Uncork’d Entertainment has set this award-winning creature feature for a Feb 7th release. It won Best Sci-Fi Horror Film at the Toronto Independent Film Festival 2015; now writer-director John Portanova’s acclaimed film sees a fractured family forced to go up against an angry clan of Bigfoot. Produced by horror label The October People, Hunting Grounds stars: Miles Joris-Peyrafitte, Jason Vail, David Saucedo, D’Angelo Midili, and Emmy winner Bill Oberst, Jr. (Criminal Minds).
Official Synopsis : After losing their home following a devastating tragedy, a father and son are forced to move to an old family cabin. When two old friends arrive for a weekend of hunting, what begins as a bonding trip becomes an unimaginable nightmare. This trip deep into the forest will not find wild game, but does unearth a tribe of Sasquatch that are determined to protect their land.
“We hunt because it’s fun,” says unemployed widower Roger Crew (played by Jason Vail), which of course poses the question: What makes a Sasquatch hunt? While the beasts in Hunting Grounds certainly aren’t “friendly, like E.T.” the film truly explores the motivation of characters who are normally relegated as mindless forest-flunkies. This isn’t some lone, gentle giant, rather a clan—a family. Are they bloodthirsty killers who, like their human counterparts, hunt for fun? The film explores many anthropological possibilities for the actions (and reactions) of its harry gargantuans. It all results in a very dignified examination of America’s favorite cryptid.

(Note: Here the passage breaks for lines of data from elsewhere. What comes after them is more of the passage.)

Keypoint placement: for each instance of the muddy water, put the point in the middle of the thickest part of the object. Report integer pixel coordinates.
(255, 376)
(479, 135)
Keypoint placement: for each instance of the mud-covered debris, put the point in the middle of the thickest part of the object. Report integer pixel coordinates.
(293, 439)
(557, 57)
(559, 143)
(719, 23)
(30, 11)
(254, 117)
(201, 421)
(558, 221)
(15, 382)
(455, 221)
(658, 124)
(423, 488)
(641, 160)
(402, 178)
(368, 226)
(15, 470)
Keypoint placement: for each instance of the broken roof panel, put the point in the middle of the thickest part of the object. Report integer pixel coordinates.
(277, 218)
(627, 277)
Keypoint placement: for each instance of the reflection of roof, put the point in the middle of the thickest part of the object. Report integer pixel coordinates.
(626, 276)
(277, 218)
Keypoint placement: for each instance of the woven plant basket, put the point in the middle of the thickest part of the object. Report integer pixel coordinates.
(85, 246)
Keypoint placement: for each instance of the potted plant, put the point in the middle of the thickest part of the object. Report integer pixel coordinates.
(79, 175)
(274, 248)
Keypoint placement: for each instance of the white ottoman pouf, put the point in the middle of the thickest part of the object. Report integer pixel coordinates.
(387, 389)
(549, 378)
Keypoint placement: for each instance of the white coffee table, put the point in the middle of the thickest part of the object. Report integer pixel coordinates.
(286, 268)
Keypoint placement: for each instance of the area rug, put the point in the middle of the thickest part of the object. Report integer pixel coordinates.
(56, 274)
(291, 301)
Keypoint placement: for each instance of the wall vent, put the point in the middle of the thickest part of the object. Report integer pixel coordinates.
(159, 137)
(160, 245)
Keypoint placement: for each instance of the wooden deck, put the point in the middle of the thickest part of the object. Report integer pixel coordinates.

While this is indeed a straight forward monster movie, Bigfoot works as a perfect metaphor for those who enjoy plumbing the subtext of the films they watch. We’ve got Man vs Nature, where the clan of Sasquatch emerges as loggers decimate and pollute their territory, making Hunting Grounds an example of eco-horror. Bigfoot also serves as the incarnation of man’s innate fear of the dense forest and, in general, fear of the unknown. Bigfoot is also the metaphorical “monster in the room” as a symbolic representation of the hostility existing within a dysfunctional family.
But allow me to allay any fears you may have that Hunting Ground is soft on terror: It’s not! There’s definitely a slow-burn element; after an initial sighting that does little more than confirm our deepest fears, Bigfoot remains characteristically elusive for the first half of the film. When he arrives, however, it’s everything a horror fan could hope for, with a 3rd Act showdown that features shooting, stabbing, and dismemberment. Hunting Grounds is also an inventive inversion of standard Cabin-in-the-Woods horror movie tropes, where a physical entity wrecks way more havoc than any pesky demon or poltergeist. The brutal violence is always juxtaposed against the phenomenal beauty of the Pacific Northwest, creating an environment that’s both welcoming and foreboding.
Miles Joris-Peyrafitte is the film’s lead protagonist, playing Roger’s son Michael; he has great, very genuine antagonistic chemistry with Vail, and emerges as the true hero of the film. What was at first deemed a weakness, his refusal to kill a deer while hunting, proves to be the most powerful tool in his arsenal; it’s his appreciation and respect for all life that sets him apart for his less civilized companions (especially the dastardly Sergio, played with villainous perfection by David Saucedo). Joris-Peyrafitte emotes volumes, especially in the first act, where his facial expressions and body movements communicate way more than his scripted dialog.
By establishing a conflict between tribes, Hunting Grounds gives its audience a chance to love and hate both sides; we can cheer for Vail escaping some hairy clutches, or applauded the Squatch for squashing someone’s head like a grape. But there’s something profound in this dichotomy: In a society, there are good and bad apples, and entire populations are often pulled into situations based on the will of the majority. Both sides present antagonists and protagonists and, ultimately, we focus more on the similarities between man and beast as opposed to any perceived differences.